Fernanda Montenegro escreve mais uma carta. Pé direito fora do sapato, a relaxar. Saia verde-musgo e guarda-pó azul-clarinho.
"Corta!", grita Walter Salles, o diretor de "Central do Brasil", filme que roda desde a sexta-feira passada na estação de trem homônima, no Rio de Janeiro, e que a Folha acompanhou com exclusividade no último fim-de-semana.
O passo seguinte é correr para o outro lado da mesa, onde vai ajeitar os cabelos do personagem Nordestino, interpretado pelo ator paraibano Edilson Alves.
Aproveita ainda para dar novas instruções ao ator, um dos tantos descobertos pelo país afora durante as andanças de Sérgio Machado. O assistente de direção saiu à caça do ator-mirim que deveria ser o protagonista do filme.
Por um acaso do destino, quem acabou sendo selecionado foi Vinícius de Oliveira, de 8 anos, um engraxate que ofereceu seus serviços ao diretor no aeroporto Santos Dumont, no Rio (leia outras descobertas do elenco em quadro nesta página).
"Se esse filme quisesse ser de alguma forma próximo da realidade, esses atores teriam que ser convidados. Isso não é apenas um ponto desejável, mas praticamente obrigatório em um país com tantos talentos", disse Salles.
"A crise no cinema fez com que a gente tivesse medo de trabalhar com desconhecidos. Você aprende muito com os não-atores. Eles trazem um grau muito grande de honestidade à cena que muitas vezes um profissional não consegue acompanhar. Eles insuflam vida ao filme."

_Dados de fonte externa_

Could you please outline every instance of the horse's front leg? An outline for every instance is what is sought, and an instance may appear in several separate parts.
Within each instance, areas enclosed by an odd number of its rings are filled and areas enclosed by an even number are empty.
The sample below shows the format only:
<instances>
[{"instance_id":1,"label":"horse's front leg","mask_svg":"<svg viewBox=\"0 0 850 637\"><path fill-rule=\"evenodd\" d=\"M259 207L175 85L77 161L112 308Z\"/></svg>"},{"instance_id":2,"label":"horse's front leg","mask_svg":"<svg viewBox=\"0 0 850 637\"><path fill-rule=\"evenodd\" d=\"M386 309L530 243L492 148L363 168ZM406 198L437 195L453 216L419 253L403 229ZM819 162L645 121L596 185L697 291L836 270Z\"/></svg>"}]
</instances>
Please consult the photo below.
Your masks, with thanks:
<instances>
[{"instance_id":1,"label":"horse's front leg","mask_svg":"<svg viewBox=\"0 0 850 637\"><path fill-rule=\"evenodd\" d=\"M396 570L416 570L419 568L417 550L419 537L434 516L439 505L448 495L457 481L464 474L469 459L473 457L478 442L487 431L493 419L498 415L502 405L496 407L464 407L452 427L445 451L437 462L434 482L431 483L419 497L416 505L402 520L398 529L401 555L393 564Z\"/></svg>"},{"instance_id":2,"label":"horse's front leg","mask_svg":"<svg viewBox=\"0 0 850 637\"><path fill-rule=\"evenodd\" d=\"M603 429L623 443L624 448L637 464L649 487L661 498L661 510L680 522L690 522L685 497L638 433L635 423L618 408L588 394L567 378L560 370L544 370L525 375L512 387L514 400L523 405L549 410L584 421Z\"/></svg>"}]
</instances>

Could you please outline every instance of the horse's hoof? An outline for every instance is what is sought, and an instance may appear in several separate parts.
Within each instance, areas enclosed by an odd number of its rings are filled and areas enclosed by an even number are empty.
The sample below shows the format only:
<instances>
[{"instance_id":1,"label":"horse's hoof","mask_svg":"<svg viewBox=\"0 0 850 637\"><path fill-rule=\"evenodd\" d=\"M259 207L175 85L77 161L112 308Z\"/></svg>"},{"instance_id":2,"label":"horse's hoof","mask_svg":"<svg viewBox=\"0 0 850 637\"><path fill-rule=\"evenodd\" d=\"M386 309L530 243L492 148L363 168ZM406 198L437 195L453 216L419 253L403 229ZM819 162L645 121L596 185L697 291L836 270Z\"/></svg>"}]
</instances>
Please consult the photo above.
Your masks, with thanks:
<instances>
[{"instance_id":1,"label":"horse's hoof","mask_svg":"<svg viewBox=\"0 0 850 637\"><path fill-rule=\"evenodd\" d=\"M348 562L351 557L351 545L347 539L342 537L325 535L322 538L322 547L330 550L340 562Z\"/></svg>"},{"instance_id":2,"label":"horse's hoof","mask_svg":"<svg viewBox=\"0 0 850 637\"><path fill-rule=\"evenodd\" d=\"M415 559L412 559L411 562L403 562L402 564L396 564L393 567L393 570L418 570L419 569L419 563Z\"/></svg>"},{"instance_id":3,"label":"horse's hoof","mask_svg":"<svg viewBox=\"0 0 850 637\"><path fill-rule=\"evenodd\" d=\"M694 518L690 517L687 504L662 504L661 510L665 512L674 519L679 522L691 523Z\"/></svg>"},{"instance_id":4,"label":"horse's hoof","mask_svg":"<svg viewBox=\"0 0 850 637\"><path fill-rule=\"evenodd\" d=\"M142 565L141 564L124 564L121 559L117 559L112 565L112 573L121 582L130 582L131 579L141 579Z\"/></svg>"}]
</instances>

A protagonista Fernanda Montenegro interpreta Dora. Ao escrever as cartas alheias e ouvir todo tipo de desejo, esperança ou lamentação, Dora funciona -meio a contragosto- como a psicóloga de um Brasil marginalizado e excluído, que circula em torno dos trilhos da estação Central do Brasil.
Ao longo de sua trajetória, Dora vai sofrer uma espécie de redenção. Vai ganhar uma "humanidade", que é o que interessa a Walter Salles em toda a produção cinematográfica.
"Se tem algo que me interessa hoje é um cinema mais humanista, da forma que é praticado pelos iranianos, como em 'Onde Está a Casa de Meu Amigo', que oi o filme que revi antes de começar a filmar 'Central do Brasil'. Hoje, só me interessa em cinema reencontrar um universo próximo do documentário. Tenho cada vez menos interesse em uma adaptação literária ou em fazer um filme por encomenda", disse.